I climbed out of bed, tip-toed to my sock drawer, and pulled out a pair of thick wool socks. I slipped them on, buttoned the front of my pajama shirt, and crept out of the semi-dark room. When I had made it halfway down the steps I realized that that everyone was asleep. It was absolutely dead quiet in the house, the living room clock softly clicking away the seconds of the night. It was still, yes, but also peaceful. There was this settlement of comfort over Mia's house; it was draped over it like a fuzzy warm blanket on a cold winter day. That feeling just didn't go away, even with off-and-on insomniacs like myself.

I walked on the balls of my feet and slowly unlocked the front door, pulling it open. The night air was crisp and cool, and my hair shuffled in the wind as I took a step outside and closed the door softly behind me. I took a few cautious steps across the lawn, feeling the grass crush beneath my thickly coated feet, a coolness pressing up against them, even through the wool. I made it to approximately the middle of the lawn when I stopped and listened. No crickets chirping, like at Mom's. Was I glad? Who knew.

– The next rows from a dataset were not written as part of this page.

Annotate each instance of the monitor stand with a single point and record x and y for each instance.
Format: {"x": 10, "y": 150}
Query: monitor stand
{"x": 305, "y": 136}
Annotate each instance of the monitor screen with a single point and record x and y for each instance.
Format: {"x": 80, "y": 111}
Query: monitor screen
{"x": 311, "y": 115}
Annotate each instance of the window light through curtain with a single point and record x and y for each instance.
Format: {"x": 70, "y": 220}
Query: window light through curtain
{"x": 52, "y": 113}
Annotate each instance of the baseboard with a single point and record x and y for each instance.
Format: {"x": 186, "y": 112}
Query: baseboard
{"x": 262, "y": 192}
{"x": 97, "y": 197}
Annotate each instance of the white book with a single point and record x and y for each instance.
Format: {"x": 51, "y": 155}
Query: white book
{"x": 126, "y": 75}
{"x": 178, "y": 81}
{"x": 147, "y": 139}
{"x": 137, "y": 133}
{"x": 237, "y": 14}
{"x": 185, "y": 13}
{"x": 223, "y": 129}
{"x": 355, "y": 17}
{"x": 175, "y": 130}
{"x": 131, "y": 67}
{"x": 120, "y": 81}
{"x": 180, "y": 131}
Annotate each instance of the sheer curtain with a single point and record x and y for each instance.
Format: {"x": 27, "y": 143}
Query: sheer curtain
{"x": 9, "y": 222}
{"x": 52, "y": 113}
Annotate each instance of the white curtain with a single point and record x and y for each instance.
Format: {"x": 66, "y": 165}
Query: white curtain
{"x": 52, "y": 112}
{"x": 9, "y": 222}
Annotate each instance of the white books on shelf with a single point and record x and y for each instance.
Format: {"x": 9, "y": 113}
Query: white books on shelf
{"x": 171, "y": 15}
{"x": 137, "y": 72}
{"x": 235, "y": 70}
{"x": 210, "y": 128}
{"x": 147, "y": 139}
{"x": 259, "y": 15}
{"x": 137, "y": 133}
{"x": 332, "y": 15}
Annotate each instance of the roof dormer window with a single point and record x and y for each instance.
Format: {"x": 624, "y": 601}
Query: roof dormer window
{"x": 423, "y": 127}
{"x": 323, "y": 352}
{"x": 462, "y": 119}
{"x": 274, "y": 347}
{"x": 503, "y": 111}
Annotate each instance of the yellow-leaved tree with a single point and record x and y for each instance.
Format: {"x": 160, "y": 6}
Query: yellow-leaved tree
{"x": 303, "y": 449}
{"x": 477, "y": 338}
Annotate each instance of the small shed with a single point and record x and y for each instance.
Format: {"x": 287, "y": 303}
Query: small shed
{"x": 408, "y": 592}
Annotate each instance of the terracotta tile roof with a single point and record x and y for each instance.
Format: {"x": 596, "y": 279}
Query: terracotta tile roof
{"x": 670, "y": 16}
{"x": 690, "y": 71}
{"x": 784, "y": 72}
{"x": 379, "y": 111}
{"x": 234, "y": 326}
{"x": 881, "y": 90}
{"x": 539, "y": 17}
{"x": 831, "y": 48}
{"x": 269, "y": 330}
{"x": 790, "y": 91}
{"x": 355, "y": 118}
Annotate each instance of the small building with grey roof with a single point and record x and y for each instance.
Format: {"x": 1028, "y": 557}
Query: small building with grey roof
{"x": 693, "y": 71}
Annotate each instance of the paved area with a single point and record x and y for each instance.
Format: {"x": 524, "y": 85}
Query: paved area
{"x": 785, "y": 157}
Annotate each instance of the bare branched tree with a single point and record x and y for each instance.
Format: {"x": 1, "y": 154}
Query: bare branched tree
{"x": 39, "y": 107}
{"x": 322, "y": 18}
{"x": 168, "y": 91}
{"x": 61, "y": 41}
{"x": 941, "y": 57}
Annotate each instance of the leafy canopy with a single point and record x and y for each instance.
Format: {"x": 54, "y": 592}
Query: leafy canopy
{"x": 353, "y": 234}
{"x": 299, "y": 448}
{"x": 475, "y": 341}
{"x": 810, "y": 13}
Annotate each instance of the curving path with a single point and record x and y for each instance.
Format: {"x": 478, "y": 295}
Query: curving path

I settled on the grass, feeling some sharp blades poke playfully through my pajamas and itch a little bit. I merely smiled to myself as I folded my arms underneath my head. The night sky was pitch-black, calm, polka-dotted with tiny flickers of starlight. From my position I couldn't see the moon, but an almost eerie white glare was cast across the darkness, making the stars somewhat hard to see sometimes. But I knew all the places to look, just lying there in the grass, my toes pointing up to the sky. I almost felt like I was a little kid.

How could that be, though? I never did this when I was a little kid; I never stargazed. Perhaps I should thank Strata for that. My armor gave me more insight into the universe, made me aware of the glittering beauty that painted the sky. It was there for anyone who wanted to look, if they knew to look in the right places.

When I was little I didn't know where to look and therefore didn't bother. I didn't have friends who passed me a football in the hallway and dragged me out to play in scorching one hundred and five degree weather, or lit candles in my bedroom and told me to concentrate on the things I felt inside, or got screeched at because I was a total terror in the kitchen, or had someone I could remember the times when we saved our three friends from captivity in order to save the world. I didn't have that when I was younger.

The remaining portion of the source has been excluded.